DENVER, Dec. 06, 2017 (GLOBE NEWSWIRE) — QEP Resources, Inc. (NYSE:QEP) (“QEP” or the “Company”) today announced the final results and expiration of the previously announced offers to purchase for cash (the “Tender Offers”) up to $361,000,000 aggregate principal amount of its outstanding 6.80% Senior Notes due 2020 (the “2020 Notes”) and 6.875% Senior Notes due 2021 (the “2021 Notes”) upon the terms and conditions described in the Company’s Offer to Purchase dated November 6, 2017 (the “Offer to Purchase”).
According to information received from D.F. King & Co., Inc. (“D.F. King”), the Tender Agent and Information Agent for the Tender Offers, in accordance with the terms of the Tender Offers, $84,215,000 aggregate principal amount of the 2020 Notes and $227,421,000 aggregate principal amount of the 2021 Notes were validly tendered, including the notes that were tendered prior to the early settlement date, at or prior to 12:00 midnight, New York City time, on December 5, 2017 (that date and time, the “Expiration Date”). On the “Final Settlement Date,” which is currently expected to occur on the date hereof, the Company intends to accept and purchase all of the 2020 Notes and 2021 Notes validly tendered (and not validly withdrawn) that were not previously accepted and purchased in connection with the early settlement of the notes (the “Final Tender Amount”).
Wells Fargo Securities, LLC, Deutsche Bank Securities Inc. and MUFG Securities Americas Inc. are serving as Dealer Managers in connection with the Tender Offers. D.F. King is serving as the Tender Agent and the Information Agent for the Tender Offers. Persons with questions regarding the Tender Offers should contact Wells Fargo Securities, LLC at (toll free) (866) 309-6316 or (collect) (704) 410-4760. Requests for the Offer to Purchase should be directed to D.F. King at (212) 269-5550, (toll free) (800) 370-1749 or by email to email@example.com.
The Company also announced the completion of the previously announced redemption of all of its outstanding 6.80% Senior Notes due 2018 (the “2018 Notes”). The 2018 Notes were redeemed at a redemption price equal to 101.559% of the principal amount thereof, plus accrued and unpaid interest up to, but not including, December 6, 2017 (the “Redemption”). Upon completion of the Redemption, none of the 2018 Notes remained outstanding.
This press release shall not constitute an offer to sell, a solicitation to buy or an offer to purchase or sell any securities. The Tender Offers were made only pursuant to the Offer to Purchase and only in such jurisdictions as is permitted under applicable law.

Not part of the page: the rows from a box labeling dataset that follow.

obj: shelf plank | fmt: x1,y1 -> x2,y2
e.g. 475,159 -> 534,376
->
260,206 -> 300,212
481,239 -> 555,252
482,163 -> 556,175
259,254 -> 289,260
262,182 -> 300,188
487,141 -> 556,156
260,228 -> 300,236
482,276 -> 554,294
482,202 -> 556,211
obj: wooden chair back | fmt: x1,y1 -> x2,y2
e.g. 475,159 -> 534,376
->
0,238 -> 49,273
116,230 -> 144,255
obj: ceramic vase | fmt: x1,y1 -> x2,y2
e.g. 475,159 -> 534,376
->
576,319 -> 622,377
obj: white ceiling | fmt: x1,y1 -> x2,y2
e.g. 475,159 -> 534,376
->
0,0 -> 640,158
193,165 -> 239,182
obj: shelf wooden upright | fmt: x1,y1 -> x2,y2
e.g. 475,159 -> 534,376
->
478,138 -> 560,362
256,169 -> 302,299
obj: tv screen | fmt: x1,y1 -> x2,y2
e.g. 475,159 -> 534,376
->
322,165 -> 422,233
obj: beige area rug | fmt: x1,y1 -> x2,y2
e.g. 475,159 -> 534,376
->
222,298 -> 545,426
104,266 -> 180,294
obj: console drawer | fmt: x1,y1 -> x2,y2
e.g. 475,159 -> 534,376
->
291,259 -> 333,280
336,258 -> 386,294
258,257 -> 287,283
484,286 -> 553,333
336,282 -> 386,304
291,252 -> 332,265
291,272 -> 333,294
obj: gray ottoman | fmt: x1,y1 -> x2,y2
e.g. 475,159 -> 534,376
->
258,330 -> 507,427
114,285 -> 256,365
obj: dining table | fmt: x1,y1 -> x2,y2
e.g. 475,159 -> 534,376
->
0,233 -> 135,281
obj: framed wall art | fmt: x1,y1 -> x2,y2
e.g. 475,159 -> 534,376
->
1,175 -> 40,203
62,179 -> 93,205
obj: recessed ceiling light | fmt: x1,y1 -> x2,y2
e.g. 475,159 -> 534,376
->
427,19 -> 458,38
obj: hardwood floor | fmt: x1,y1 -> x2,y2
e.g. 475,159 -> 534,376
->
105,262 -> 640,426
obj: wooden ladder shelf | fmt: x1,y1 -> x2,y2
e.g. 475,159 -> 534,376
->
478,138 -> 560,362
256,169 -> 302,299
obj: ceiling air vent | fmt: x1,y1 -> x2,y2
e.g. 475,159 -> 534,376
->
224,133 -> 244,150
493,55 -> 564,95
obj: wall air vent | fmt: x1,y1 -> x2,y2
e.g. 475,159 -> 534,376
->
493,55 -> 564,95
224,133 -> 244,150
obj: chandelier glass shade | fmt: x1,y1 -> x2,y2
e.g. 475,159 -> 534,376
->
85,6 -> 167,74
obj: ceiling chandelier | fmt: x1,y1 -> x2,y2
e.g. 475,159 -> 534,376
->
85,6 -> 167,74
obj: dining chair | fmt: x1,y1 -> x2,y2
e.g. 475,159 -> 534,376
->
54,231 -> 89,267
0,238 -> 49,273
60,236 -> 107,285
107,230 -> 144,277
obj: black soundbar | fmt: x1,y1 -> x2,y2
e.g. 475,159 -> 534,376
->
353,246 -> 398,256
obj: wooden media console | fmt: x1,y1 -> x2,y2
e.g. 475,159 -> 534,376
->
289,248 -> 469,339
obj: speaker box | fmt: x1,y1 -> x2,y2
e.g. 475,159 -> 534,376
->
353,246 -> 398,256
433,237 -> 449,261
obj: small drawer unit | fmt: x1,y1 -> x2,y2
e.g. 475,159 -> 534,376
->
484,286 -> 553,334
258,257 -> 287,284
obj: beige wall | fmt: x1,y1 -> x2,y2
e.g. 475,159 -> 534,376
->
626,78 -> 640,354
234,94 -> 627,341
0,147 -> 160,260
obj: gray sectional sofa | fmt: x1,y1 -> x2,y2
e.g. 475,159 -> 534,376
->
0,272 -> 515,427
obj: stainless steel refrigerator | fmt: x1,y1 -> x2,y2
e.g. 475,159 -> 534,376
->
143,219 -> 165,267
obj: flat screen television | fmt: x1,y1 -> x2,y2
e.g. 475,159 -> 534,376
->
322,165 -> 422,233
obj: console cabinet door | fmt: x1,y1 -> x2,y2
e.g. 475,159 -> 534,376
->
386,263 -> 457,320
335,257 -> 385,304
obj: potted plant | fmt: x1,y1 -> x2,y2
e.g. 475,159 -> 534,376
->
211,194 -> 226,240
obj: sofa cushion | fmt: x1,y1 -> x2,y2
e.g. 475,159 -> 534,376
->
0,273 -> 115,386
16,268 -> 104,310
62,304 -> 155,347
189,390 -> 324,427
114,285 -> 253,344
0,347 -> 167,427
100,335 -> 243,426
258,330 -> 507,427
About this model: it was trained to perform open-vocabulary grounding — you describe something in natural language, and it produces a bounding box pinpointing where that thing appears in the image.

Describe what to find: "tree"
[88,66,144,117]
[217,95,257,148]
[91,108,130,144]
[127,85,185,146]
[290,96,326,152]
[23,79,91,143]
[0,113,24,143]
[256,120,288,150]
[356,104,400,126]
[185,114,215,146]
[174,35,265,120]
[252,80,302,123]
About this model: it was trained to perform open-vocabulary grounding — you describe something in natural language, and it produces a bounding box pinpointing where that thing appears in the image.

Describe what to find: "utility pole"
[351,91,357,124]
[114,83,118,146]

In any jurisdiction in which the Tender Offers are required to be made by a licensed broker or dealer, the Tender Offers will be deemed to be made on behalf of the Company by the Dealer Managers, or one or more registered brokers or dealers that are licensed under the laws of such jurisdiction.
About QEP Resources, Inc.
QEP Resources, Inc. (NYSE:QEP) is an independent crude oil and natural gas exploration and production company focused in two regions of the United States: the Northern Region (primarily in North Dakota and Utah) and the Southern Region (primarily in Texas and Louisiana).

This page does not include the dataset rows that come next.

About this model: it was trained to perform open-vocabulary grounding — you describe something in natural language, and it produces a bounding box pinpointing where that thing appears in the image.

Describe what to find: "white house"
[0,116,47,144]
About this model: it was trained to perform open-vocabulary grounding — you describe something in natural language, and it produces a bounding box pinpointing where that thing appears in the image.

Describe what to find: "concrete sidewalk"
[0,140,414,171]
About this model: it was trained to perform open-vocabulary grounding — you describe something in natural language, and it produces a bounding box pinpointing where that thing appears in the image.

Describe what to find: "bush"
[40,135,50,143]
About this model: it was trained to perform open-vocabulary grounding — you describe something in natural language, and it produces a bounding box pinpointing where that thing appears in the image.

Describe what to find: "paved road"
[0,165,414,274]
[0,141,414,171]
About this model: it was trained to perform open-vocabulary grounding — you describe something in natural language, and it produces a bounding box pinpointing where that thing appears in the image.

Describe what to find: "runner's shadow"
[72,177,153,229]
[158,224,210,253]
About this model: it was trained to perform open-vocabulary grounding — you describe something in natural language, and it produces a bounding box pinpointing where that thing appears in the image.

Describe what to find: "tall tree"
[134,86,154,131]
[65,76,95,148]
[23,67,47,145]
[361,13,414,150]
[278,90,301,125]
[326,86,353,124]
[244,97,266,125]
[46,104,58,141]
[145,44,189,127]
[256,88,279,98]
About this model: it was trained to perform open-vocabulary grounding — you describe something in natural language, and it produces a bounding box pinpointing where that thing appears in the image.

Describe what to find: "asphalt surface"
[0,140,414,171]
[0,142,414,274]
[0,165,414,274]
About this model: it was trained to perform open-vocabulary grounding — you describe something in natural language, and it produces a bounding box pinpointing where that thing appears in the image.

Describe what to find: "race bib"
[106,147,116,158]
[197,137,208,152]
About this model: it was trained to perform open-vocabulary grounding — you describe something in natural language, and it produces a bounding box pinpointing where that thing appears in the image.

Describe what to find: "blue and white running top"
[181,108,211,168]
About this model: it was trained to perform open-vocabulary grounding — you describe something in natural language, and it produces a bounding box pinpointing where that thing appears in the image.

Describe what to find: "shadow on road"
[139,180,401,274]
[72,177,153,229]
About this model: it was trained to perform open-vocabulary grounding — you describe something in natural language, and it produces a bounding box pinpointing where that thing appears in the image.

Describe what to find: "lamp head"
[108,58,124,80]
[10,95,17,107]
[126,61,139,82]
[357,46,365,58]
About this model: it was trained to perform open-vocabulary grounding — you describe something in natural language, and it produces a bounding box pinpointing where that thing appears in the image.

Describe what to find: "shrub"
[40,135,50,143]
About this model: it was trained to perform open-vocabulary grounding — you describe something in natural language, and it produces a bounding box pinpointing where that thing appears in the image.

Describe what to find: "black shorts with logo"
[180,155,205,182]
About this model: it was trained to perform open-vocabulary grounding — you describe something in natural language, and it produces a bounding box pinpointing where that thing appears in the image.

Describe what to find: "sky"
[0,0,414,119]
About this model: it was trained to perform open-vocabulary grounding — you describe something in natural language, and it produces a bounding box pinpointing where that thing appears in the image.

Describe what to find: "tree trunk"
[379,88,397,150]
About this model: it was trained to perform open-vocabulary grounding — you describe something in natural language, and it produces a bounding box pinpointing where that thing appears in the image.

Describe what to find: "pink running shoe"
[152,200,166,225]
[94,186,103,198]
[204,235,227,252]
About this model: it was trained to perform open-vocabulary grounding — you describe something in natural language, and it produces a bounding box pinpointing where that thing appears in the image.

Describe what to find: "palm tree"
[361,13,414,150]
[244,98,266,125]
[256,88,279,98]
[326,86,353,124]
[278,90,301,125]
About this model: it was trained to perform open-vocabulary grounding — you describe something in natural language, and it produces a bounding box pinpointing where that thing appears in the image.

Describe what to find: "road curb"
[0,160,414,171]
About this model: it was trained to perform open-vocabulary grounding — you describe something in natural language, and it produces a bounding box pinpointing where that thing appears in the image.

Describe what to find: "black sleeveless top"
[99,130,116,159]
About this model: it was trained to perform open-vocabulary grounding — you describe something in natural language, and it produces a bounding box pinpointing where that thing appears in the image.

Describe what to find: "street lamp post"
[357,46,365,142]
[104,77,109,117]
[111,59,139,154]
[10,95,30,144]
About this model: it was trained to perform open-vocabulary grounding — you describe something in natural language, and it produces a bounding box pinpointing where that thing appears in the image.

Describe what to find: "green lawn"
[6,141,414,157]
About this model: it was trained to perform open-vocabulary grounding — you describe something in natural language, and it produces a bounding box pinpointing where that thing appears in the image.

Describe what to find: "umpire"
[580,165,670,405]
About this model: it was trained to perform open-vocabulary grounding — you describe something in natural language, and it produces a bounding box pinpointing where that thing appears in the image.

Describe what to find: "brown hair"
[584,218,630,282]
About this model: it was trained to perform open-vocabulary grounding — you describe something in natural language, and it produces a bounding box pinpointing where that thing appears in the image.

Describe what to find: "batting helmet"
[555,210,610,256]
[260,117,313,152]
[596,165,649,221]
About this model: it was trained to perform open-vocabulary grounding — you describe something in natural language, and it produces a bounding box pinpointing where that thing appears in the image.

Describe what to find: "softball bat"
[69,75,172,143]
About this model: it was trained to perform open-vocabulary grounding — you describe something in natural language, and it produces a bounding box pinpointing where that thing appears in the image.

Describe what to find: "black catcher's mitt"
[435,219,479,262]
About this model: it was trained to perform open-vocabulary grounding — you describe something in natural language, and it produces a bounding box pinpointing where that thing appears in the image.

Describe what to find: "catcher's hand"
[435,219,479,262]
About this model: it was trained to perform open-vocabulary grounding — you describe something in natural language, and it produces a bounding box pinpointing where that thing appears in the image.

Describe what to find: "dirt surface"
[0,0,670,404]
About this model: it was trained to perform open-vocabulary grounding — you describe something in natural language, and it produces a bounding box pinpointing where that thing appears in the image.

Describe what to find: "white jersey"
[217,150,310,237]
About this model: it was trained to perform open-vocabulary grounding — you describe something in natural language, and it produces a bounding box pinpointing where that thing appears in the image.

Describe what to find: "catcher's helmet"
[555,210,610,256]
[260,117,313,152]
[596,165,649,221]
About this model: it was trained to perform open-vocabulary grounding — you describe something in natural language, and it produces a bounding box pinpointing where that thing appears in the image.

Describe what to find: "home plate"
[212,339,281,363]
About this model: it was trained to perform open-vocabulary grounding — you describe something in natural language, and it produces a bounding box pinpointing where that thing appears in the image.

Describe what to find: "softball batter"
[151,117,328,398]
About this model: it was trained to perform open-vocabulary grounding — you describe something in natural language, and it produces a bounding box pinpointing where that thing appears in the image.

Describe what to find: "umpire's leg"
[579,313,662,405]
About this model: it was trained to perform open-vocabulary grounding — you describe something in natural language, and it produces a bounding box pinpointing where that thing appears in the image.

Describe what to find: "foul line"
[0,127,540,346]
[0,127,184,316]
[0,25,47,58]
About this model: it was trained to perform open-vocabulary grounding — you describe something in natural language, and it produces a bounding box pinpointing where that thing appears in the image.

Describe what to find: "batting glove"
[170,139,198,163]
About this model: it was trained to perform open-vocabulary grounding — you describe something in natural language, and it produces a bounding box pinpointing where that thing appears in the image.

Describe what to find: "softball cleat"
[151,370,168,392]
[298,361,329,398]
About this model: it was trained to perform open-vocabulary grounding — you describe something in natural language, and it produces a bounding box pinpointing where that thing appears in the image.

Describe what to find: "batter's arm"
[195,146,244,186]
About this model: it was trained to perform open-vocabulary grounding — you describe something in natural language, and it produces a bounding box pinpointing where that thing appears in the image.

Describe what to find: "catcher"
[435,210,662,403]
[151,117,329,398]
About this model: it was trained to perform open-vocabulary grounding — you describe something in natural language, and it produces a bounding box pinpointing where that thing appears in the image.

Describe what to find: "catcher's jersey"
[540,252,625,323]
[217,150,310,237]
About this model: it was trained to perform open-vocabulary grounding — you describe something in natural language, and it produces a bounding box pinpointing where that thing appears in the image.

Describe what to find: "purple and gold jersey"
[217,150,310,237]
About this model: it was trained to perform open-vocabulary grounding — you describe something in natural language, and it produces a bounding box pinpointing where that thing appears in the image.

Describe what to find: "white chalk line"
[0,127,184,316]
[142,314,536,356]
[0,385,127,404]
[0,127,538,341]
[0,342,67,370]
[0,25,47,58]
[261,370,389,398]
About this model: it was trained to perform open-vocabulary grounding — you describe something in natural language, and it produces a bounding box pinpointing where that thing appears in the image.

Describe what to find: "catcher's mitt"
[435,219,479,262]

This release includes forward-looking statements within the meaning of Section 27(a) of the Securities Act of 1933, as amended, and Section 21(e) of the Securities Exchange Act of 1934, as amended. Forward-looking statements can be identified by words such as “anticipates,” “believes,” “forecasts,” “plans,” “estimates,” “expects,” “intends”, “should,” “will” or other similar expressions. Such statements are based on management’s current expectations, estimates and projections, which are subject to a wide range of uncertainties and business risks. Forward-looking statements in this press release include, but are not limited to, statements regarding the Final Settlement Date and the Final Tender Amount of the Tender Offers. Actual results may differ materially from those included in the forward-looking statements due to a number of factors, including, but not limited to: disruptions of QEP’s ongoing business, general economic conditions, including the performance of the financial markets and interest rates; changes in local, regional, national and global demand for natural gas, oil and NGL; changes in, adoption of and compliance with laws and regulations, including decisions and policies concerning the environment, climate change, greenhouse gas or other emissions, natural resources, and fish and wildlife, hydraulic fracturing, water use and drilling and completion techniques, as well as the risk of legal and other proceedings arising from such matters, whether involving public or private claimants or regulatory investigative or enforcement measures; and the other risks discussed in the Company’s periodic filings with the SEC, including the Risk Factors section of the Company’s Annual Report on Form 10-K for the year ended December 31, 2016 and Quarterly Reports on Form 10-Q for the quarters ended March 31, 2017, June 30, 2017 and September 30, 2017. QEP undertakes no obligation to publicly correct or update the forward-looking statements in this news release, in other documents, or on the website to reflect future events or circumstances. All such statements are expressly qualified by this cautionary statement.